Slow Curve Knit Along: Day 1
Slow Curve Collar: Day 1 KAL
Welcome to Rachel’s Slow Curve Collar KAL. I'm so happy to have you join the fun! It's not too late to knit with us! Click here for the KAL Materials List.
Follow along with each day’s session here on the NobleKnits Blog and post your comments. You can also join this KAL group on Ravelry and be part of the conversation, meet and interact with your fellow knitters. If you miss a day’s session you can review it later here on the blog and may also be printed.
By now you have gathered your materials, chosen a fabulous shade of Poems Chunky yarn, and are ready to go. Let's get started and we'll help you through all of the tricky spots!
Referring to the Slow Curve pattern, we'll cast on the required number of stitches using a Cable Cast On. This is an elastic cast on which is nice and firm and also gives gives you a pretty braided edge. It’s easy and one of my favorites.
How-To Cable Cast On
Begin by making the usual slip knot (leaving enough of a tail to weave in later) and cast on one more stitch using any cast on method.
Insert the tip of the right hand needle between your slip knot stitch and your first cast on stitch.
Wrap the working yarn between the needles (as if to knit)
Draw out a loop between these 2 stitches and place it back on the left hand needle.
Drawing your loop between the last 2 stitches on the needle, as pictured above, until you have cast on the required number of stitches.
Knitting Doctor Tip: The secret to this cast on is to do it a little loosely so your first row moves easily off the needles.
Now, take a look at your cast on as it grows? Can you see the braided edge showing up yet? When you have several stitches cast on your edge will look very much like this.
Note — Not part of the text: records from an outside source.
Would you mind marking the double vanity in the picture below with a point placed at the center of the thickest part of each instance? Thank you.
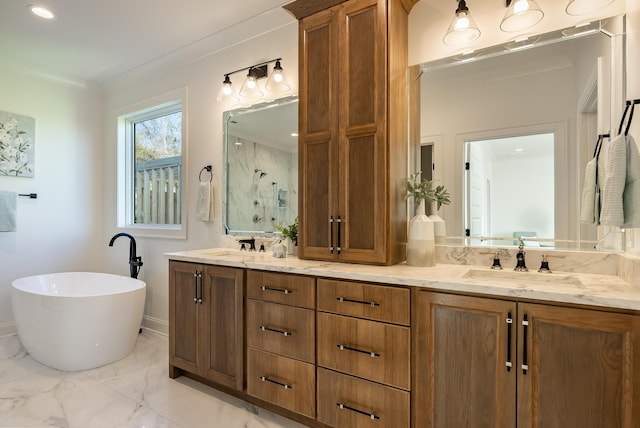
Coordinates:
(459, 344)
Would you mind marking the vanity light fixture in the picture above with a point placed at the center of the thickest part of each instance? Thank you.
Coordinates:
(463, 29)
(277, 82)
(42, 11)
(582, 7)
(520, 15)
(251, 89)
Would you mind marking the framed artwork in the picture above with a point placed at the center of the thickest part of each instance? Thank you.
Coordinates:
(17, 145)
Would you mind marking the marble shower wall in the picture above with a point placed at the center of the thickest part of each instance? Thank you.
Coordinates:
(256, 201)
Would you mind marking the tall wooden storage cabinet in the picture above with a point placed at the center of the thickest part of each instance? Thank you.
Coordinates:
(206, 322)
(353, 129)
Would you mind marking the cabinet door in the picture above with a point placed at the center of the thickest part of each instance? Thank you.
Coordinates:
(222, 326)
(183, 317)
(363, 162)
(461, 362)
(318, 124)
(583, 368)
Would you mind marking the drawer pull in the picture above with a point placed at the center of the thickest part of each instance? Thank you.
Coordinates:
(362, 302)
(275, 330)
(279, 290)
(284, 385)
(362, 412)
(348, 348)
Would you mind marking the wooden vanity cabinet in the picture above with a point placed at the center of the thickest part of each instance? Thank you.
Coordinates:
(353, 132)
(364, 370)
(491, 363)
(206, 322)
(281, 338)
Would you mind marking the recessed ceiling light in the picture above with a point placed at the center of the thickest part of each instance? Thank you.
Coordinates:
(41, 11)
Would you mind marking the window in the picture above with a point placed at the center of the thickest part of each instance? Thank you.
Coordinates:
(150, 173)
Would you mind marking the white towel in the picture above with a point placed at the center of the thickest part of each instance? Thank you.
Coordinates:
(589, 191)
(8, 211)
(621, 192)
(205, 210)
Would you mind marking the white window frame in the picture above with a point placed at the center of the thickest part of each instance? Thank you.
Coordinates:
(161, 104)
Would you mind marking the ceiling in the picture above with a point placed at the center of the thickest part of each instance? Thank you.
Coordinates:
(92, 40)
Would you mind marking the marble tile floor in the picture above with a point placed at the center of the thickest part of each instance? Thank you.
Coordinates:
(134, 392)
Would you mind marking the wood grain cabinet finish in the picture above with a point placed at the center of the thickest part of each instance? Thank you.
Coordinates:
(490, 363)
(372, 350)
(282, 381)
(282, 329)
(376, 302)
(346, 401)
(352, 124)
(294, 290)
(206, 322)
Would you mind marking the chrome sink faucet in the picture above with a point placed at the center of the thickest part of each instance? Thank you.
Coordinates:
(520, 263)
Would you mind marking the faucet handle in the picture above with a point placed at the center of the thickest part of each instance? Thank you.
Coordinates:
(544, 265)
(496, 261)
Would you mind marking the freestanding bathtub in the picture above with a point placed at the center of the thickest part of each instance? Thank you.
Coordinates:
(78, 320)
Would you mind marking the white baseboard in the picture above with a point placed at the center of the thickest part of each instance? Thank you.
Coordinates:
(9, 329)
(156, 325)
(150, 323)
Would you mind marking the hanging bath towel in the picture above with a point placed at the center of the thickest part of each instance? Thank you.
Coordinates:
(590, 208)
(621, 193)
(8, 211)
(206, 197)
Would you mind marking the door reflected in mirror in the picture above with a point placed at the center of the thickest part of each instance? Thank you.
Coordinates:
(510, 187)
(261, 167)
(569, 83)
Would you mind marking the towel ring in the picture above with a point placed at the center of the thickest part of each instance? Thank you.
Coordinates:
(208, 169)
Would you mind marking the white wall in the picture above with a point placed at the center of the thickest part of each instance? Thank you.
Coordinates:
(261, 39)
(61, 230)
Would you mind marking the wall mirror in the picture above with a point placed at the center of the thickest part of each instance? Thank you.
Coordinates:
(260, 167)
(510, 129)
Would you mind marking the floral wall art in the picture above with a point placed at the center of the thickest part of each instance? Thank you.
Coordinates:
(17, 145)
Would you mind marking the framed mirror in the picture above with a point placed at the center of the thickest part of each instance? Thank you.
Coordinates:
(260, 167)
(509, 130)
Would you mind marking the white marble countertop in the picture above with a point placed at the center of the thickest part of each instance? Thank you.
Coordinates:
(564, 287)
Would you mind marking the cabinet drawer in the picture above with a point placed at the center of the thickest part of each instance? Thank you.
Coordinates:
(281, 329)
(292, 290)
(368, 349)
(288, 383)
(376, 302)
(345, 401)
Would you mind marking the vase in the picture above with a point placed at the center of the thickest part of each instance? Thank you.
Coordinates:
(439, 226)
(421, 248)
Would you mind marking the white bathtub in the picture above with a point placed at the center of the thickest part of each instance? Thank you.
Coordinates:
(78, 320)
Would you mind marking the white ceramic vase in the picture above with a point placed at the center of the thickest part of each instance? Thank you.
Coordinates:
(421, 248)
(439, 226)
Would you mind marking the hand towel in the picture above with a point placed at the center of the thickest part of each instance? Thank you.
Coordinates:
(631, 195)
(8, 211)
(206, 199)
(588, 208)
(614, 183)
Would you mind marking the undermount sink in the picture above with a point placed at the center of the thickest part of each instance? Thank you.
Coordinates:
(220, 252)
(510, 275)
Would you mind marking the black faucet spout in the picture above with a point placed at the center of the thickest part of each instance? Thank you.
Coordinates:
(135, 262)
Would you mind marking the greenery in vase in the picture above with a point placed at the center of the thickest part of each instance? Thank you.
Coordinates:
(420, 190)
(289, 232)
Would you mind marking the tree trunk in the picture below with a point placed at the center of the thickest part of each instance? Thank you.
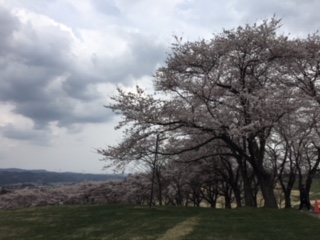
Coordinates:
(266, 185)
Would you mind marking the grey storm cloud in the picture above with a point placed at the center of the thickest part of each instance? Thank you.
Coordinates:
(32, 60)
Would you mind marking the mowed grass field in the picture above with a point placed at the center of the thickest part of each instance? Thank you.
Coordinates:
(117, 222)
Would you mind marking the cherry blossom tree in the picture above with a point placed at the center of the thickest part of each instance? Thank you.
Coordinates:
(234, 88)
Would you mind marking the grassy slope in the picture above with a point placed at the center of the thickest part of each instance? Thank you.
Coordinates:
(137, 223)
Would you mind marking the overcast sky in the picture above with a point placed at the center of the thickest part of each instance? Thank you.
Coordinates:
(61, 60)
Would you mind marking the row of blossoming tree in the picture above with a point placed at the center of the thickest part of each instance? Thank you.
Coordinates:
(245, 102)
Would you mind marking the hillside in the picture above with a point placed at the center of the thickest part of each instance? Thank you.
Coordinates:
(109, 222)
(13, 176)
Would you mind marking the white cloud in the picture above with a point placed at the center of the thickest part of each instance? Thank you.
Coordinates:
(61, 60)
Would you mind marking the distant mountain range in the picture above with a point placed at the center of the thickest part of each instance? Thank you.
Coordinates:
(15, 176)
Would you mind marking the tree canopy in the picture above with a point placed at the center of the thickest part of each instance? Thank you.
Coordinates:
(240, 94)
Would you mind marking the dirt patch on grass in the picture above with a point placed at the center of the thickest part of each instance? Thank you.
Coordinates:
(180, 230)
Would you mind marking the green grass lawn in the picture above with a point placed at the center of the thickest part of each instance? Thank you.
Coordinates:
(136, 223)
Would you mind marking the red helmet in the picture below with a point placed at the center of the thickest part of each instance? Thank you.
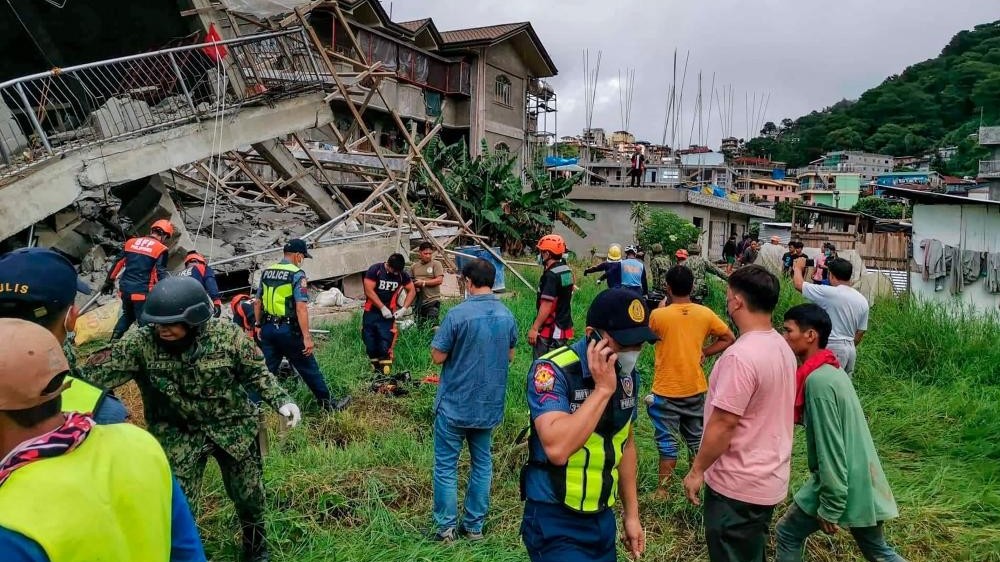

You’ll notice as you cast on each stitch your last stitch sits at an angle. This is exactly how it should look and this angle is what creates the braid.
How-to Bottom Border
Before you start the bottom border, you’ll want to count your stitches and make sure you have the correct number of cast on stitches as stated in the pattern.
I’m using color "Embers" this time. My first row was sort of a marled rust and grey, but now I’m watching a change over to a true red. That’s part of the fun of this project, just watching the colors show up!
Now we’re ready to begin the body of the collar. Have 2 of the stitch markers ready. If you are following along with your pattern we are getting ready to work the actual body. That’s where we will be doing the rib set-up.
Start out by knitting the first 4 stitches and place your 1st marker. As we work across this row we will place a 2nd marker before the last 4 end stitches. Adding these markers will be your reminder that you will knit these first 4 and last 4 stitches on each and every row.
Following your pattern, we are now on “Body Row 1” and beginning the rib set up. You have knit your 1st 4 stitches and placed your marker, purl the next 2 stitches, then repeat between the * ( i.e. k2, p2) until you get to the last 4 stitches (you should be ending with p2). Place your 2nd marker, knit your last 4 stitches and smile! You have just built the collar foundation.
By now you may be wondering if this is right after my garter stitch border I’m starting with a p2? Isn’t that typically the wrong side when ribbing? Yes, you’re right, but the Slow Curve Collar is far more interesting on the wrong side, so that is how it is created and worn!
How-to Work Body Rib
Refer to section “Body Row 2” on your pattern.
Knit first 4 stitches, slip marker and now you will do the reverse of Body Row 1, so it will be knit the next 2 stitches, then repeat between the * (ie. p2, k2) until you get to the last 4 stitches, slip last marker and knit 4 border stitches.
Essentially, what you are doing in the rib portion is knitting the knit stitches and purling the purl stitches. As you work the subsequent rows you’ll be able to readily see which are the knits and which are the purls and your ribs will become very well defined.
“Body Row 3” on your pattern. Knit your first 4 as usual, slipping the marker p2, then repeat between * (i.e. k2, p2) to the last 4 stitches, slip marker and finish 4 border stitches in the knit stitch.
Body Rows 2 and 3 will be repeated 2 more times (Rows 4 - 7 in your pattern)
Knitting Doctor Tip: Very few knitters have the luxury of uninterrupted knitting, so if you put your work down only to return later to have no idea what row you’re on, here’s a hint.
Each two rows will measure about 1/4" (measuring from the end of the garter bottom border to right below the needle). Then look at what stitch you are starting with after the marker….. so, if I am at about 1/4" and my first set of stitches after the marker are going to be purls, then I know I’m on Row 3. Make any sense? Take a look at the pic below.
Homework until next time:
Finish up with pattern Row 8, which is: knit 4 border stitches, slip marker, knit 2, repeat between * (i.e. p2, k2) to last 4, slip your marker and knit border stitches.
Your Slow Curve Collar should be growing up nicely and have grown to approximately 2.5" deep and close to 38" wide. It should look something like this:
Hope you had as much fun as I have and your Slow Curve Collar is looking good. Thanks for joining us!